In October in the Midwest it seems that everything is just slightly better with pumpkin. So it stands to reason that my chocolate chip scones would benefit from the sweet creamy goodness of pumpkin puree. These are a perfect addition to the 4 PM Panic series because you can make them in no time and have piping hot, wonderfully fluffy and light scones, toasted golden on the outside, steamy and white inside, just coming out of the oven when your gang walks in the door.
Tips for Scone Success:
Unlike other fancy baked goods that wear layers of frosting or melted chocolate, a scone’s beauty is in its simplicity, so the ingredients flour, butter and milk are key.

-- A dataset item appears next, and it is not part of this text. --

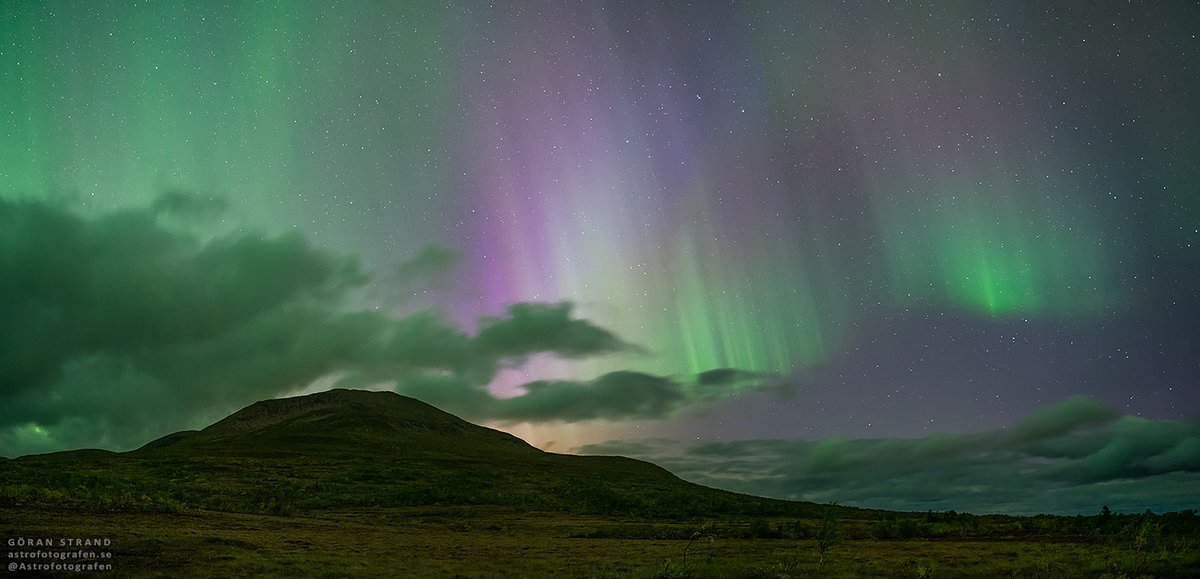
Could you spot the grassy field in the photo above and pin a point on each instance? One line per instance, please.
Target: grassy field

Whether you use salted or unsalted butter is a matter of taste. The important thing is that it is cold. Chilled butter is really important. Cold butter is essential to creating steam pockets in the dough. Since butter is about 18 percent water, steam is released in those pockets during baking, which helps create flaky layers. Start with a loose dough and visible butter pieces. You should be able to see chunks of butter in the dough.

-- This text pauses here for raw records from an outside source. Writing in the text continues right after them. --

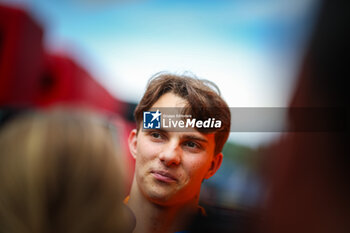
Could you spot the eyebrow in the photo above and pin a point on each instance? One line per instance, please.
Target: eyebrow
(193, 137)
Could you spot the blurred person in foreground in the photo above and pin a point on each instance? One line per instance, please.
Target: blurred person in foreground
(61, 172)
(171, 164)
(310, 189)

Making scones is similar to making pastry; you have to keep the fat cold. You can’t let it get warm because it melts and mixes into the flour and then the flour becomes too wet. You should mix the butter by hand or with a pastry cutter or fork into the flour so it resembles a fine crumb.

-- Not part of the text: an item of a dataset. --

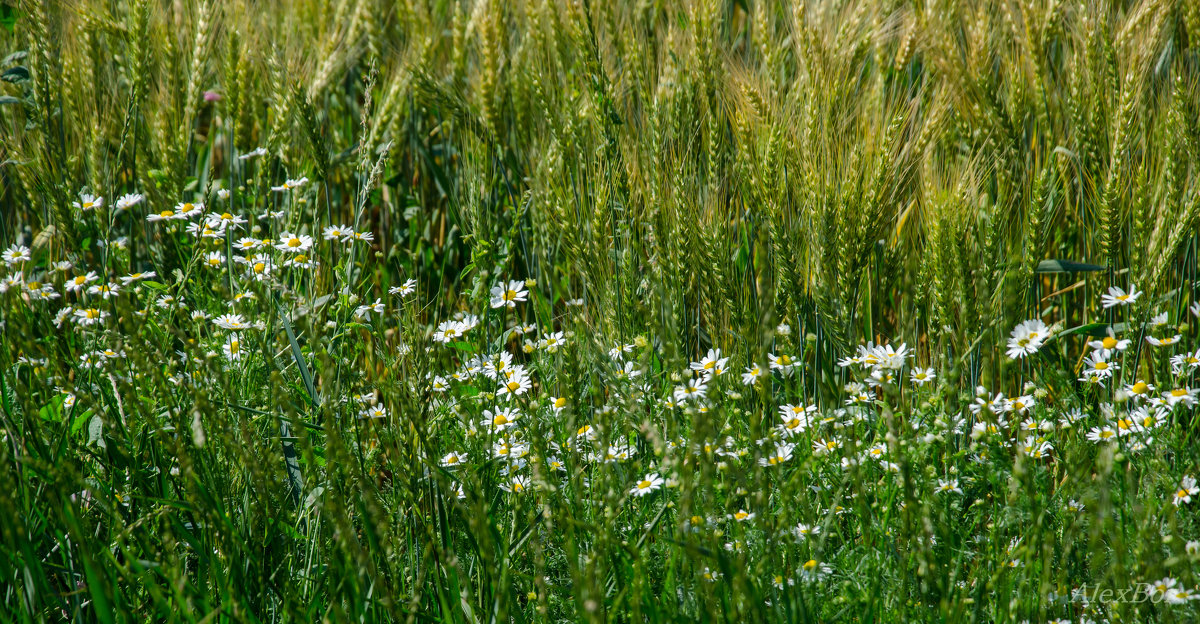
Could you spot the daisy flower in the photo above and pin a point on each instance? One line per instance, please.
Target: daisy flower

Another key to light, flaky, melt-in-your-mouth scones is to handle the dough as little as possible and be very gentle with it. Once you add the wet ingredients to the dry mix, handle it only enough to form a messy dough.
Some chefs will argue that self-rising flour is best for scones because the rising agent is evenly mixed throughout giving the end result a better consistency, but I think, if you mix it well, all-purpose flour with baking powder will do the trick. Sifting the dry ingredients together once or twice before adding them in will give you a lighter result.
Here’s my little confession: even with all that butter inside the scones I still like to serve them with butter.
Some people splurge on cake…I like bread and butter in all forms. Not just any butter, though! Have you had the Vermont Creamery Cultured Butter with Sea Salt Crystals that Heinen’s carries? It comes in a sweet little basket with a blue and white checked wrapper. I bought it years ago to put on my table for Easter dinner. It melted into our hot dinner rolls and every one at the table went back for more until the butter plate sat sadly empty. I’ve been obsessed with it ever since. Yes, I’m that weirdo in Heinen’s telling strangers they have to try this butter. It’s good on everything, especially my scones.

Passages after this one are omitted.